Title: Re: New Septic Tank Regs
Post by: 8doubles on December 09, 2018, 14:20
Just a larger view on this issue. I don't consider animal or treated human waste going into watercourses as pollution because they're organically based and therefore naturally break down in the soil over time which is beneficial to many plants and other organisms. Some fish and crustaceans actually thrive on it. There are far more inorganic pollutants getting into watercourses by whatever means which cause far more harm.

As a keen angler i can assure you that animal waste including the human animal is a serious pollutant even after treatment !
In my home town the River Wey was healthy and natural above the water treatment plant but this changed below the outfall . Green waterplants flourished upstream as did insects and fish while downstream the riverbed was lifeless apart from a carpet of slimy brown algae.
Untreated animal waste is much more dangerous deoxygenating water and killing all aquatic creatures.
Well diluted  waste water may be ok but todays need for water abstraction means there is often much more effluent than clean water in a stream or river.
Title: Re: New Septic Tank Regs
Post by: Goosegirl on December 09, 2018, 14:39
Ah, I take your point. To me it seems a difficult balance between what happened in the past and today's way of managing pollution. 

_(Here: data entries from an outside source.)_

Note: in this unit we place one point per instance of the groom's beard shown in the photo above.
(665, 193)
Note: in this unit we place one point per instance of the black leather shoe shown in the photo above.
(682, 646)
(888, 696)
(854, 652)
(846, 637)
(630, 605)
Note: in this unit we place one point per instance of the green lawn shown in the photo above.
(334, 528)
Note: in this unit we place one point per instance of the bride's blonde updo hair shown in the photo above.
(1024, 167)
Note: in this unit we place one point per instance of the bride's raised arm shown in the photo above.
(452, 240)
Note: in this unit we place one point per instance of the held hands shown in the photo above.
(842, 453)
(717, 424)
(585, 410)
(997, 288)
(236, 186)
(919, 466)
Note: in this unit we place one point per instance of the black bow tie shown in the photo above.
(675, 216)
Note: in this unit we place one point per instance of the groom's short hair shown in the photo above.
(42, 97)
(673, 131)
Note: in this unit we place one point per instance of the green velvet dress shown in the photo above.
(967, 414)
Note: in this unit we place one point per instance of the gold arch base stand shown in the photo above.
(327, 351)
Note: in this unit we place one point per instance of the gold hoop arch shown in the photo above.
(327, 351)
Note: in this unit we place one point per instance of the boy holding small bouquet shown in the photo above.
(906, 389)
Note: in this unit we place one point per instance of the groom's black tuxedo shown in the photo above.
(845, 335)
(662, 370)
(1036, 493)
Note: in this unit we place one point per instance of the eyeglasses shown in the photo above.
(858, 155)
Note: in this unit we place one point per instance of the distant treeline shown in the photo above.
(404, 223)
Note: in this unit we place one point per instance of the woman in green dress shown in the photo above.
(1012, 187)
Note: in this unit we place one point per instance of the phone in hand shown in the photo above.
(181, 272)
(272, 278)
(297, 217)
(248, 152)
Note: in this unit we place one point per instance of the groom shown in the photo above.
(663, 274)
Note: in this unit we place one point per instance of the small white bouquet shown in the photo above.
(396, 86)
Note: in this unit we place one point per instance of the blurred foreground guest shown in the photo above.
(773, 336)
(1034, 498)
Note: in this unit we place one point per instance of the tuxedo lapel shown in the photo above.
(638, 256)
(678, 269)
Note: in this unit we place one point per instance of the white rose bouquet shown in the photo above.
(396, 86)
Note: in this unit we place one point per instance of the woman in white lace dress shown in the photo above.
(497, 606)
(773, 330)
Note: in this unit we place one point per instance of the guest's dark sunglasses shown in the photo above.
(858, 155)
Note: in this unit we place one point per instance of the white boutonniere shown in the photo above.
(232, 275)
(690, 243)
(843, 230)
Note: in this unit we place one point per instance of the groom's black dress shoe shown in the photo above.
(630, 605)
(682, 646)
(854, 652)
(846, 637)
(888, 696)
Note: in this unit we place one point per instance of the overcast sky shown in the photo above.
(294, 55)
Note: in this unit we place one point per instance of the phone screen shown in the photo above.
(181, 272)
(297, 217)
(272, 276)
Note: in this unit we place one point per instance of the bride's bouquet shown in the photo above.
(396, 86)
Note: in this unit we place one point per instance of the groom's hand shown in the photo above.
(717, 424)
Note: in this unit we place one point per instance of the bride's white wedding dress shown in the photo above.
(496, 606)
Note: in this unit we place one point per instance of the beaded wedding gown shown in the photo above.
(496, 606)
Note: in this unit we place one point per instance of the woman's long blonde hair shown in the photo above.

Title: Re: New Septic Tank Regs
Post by: AlaninCarlisle on December 09, 2018, 15:06
Our septic tank discharges clear odourless liquid into a drainage ditch about 500 yards away. The ditch does not flow into any natural stream and in fact it almost dries up completely in summer. In Spring it teems with tadpoles and other wildlife
Title: Re: New Septic Tank Regs
Post by: Goosegirl on December 10, 2018, 12:21
Your ditch sounds just like the one we use which also nearly dries up in summer except it drains into the sea as do most of the other tidal dykes here because we live amongst a farming community. They also have a lot of tall reeds which help to filter and purify the water, and they possibly assist in reducing the nitrogen levels to prevent unwanted algae etc.